Arkansas first began to adopt its own official state symbols in 1901. Many more have been adopted since then, and a state symbol can come in the form of state animals, mammals, a state bird and flower, fruits, vegetables, amphibians, nicknames, and much more.

State symbols were adopted by states to best represent them and their historical roots, and past and present successes. Like all other states, there are many Arkansas state symbols that epitomize the state.

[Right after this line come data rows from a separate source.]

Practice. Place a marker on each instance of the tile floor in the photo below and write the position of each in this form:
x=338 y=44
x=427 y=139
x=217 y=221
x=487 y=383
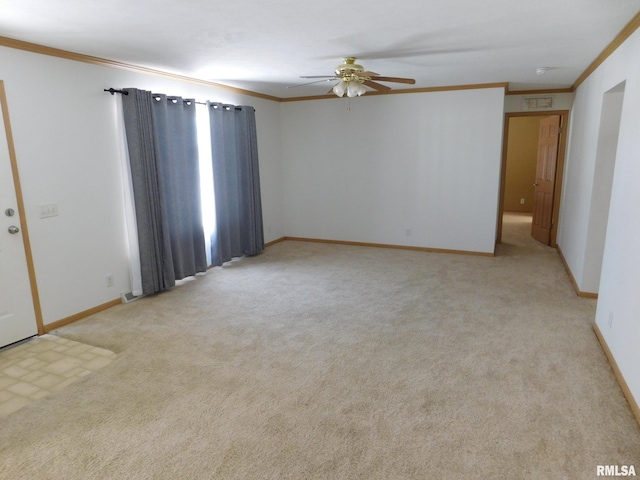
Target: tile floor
x=34 y=369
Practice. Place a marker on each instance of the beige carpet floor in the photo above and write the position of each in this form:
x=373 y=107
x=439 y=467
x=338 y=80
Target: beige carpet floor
x=316 y=361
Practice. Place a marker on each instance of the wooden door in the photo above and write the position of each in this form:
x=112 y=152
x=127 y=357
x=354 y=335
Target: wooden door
x=17 y=309
x=544 y=185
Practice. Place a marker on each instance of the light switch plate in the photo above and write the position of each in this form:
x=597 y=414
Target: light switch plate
x=48 y=210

South Arkansas Vine Ripe Pink Tomato

The Arkansas state fruit and vegetable is the South Arkansas Vine Ripe Pink Tomato (pinus). Since 1987, Arkansas has been recognizing the tomato as the official state vegetable, but the key question is whether or not tomatoes are fruits or vegetables. This gets even weirder when you consider that Tennessee has adopted the tomato as its official state fruit (not as a vegetable)!

Arkansas state fruit

Fruits and vegetables are considered to be culinary terms rather than actual definitions, so, botanically speaking, tomatoes are large berries, which are fruit. However, tomatoes are not as sweet as fruits are and certainly berries. Typically, tomatoes will be served as a part of a salad or other savory meal, not as a dessert.

In 1887, legal questions began to arise as to whether or not a tomato was a fruit or vegetable as it could have had serious importation and exportation implications due to a U.S. tariff law that applied to vegetables but not fruit. In 1893, the United States Supreme Court declared that tomatoes were vegetables based on popular definition, classing them by their use, and not being used in desserts.

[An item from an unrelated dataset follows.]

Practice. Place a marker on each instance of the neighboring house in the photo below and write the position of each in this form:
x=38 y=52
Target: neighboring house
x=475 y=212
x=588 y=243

So, by popular definition, tomatoes are vegetables, but by scientific definition, they remain to be fruit, which is why when defining the Arkansas state fruit and vegetable, Arkansas has adopted both definitions for the South Arkansas Vine Ripe Pink Tomato, making it even more symbolic than most state fruits or vegetables!

Origins of the Pink Tomato

It was in 1961 when the University of Arkansas, located in Fayetteville released a variety of the tomato family. The tomato was officially named the “Bradley Pink”, this tomato variant is more resilient than others, being resistant to fusarium wilt and soil-borne fungal disease.

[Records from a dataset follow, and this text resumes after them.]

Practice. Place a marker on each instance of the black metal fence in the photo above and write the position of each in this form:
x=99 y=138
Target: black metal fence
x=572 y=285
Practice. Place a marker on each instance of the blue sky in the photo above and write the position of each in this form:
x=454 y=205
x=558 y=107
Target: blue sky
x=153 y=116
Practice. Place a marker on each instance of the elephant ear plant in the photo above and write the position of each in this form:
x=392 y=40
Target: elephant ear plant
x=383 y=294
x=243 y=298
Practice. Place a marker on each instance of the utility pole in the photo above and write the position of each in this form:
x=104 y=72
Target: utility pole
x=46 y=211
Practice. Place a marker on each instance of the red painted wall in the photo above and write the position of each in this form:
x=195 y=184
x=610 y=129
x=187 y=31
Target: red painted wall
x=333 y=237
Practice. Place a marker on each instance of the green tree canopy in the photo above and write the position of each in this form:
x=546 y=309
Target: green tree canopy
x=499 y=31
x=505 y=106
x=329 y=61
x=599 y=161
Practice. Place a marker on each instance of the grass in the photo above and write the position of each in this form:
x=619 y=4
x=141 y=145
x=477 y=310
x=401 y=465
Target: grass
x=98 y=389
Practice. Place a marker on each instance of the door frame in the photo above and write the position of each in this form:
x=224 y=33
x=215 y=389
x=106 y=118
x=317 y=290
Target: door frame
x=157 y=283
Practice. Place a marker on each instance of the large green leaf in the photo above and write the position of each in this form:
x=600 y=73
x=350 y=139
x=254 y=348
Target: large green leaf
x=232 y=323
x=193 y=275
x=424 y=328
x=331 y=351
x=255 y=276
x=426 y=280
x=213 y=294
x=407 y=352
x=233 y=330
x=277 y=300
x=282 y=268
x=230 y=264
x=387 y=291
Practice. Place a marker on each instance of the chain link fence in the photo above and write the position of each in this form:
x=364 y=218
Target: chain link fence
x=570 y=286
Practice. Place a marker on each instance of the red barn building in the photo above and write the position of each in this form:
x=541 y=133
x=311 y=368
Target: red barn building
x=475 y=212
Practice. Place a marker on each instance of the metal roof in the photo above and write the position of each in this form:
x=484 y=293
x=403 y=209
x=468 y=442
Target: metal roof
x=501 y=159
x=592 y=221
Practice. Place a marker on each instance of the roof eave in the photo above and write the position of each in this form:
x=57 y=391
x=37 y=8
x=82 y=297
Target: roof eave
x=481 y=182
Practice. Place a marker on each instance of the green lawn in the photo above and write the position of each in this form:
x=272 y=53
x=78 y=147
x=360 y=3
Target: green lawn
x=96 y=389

The tomato showcased a unique pink coloration, and since then more varieties, such as the Arkansas vine ripe pink tomato were born.

Over time, the tomato became increasingly popular, which forced more grocery stores to expand to further markets.

Arkansas state fruit

This forced Arkansas farmers to provide red-fleshed tomatoes with thick skins to these stores as they would last longer and travel better. By the time the mid-80s rolled around, most south Arkansas farmers had completely moved on from pink varieties.

During this time period (1987), farmers and civilians of the state were ready to start promoting and regaining the popularity and reputation of the Arkansas vine-ripened pink tomato.

It all came to its final head when Governor Bill Clinton officially signed into law that the vine-ripe pink tomato became the official state fruit and vegetable of Arkansas on March 16, 1987.

Final Thoughts

Most states will have their symbols showcase a relevant story, that is indicative of the state and its history, and the Natural State puts its history and what it stands for across very well in the Arkansas state fruit and vegetable.

This interesting fact about Arkansas and a whole host of others is what makes the state so unique and fascinating to those that live there or are researching the historical events and symbols of the state.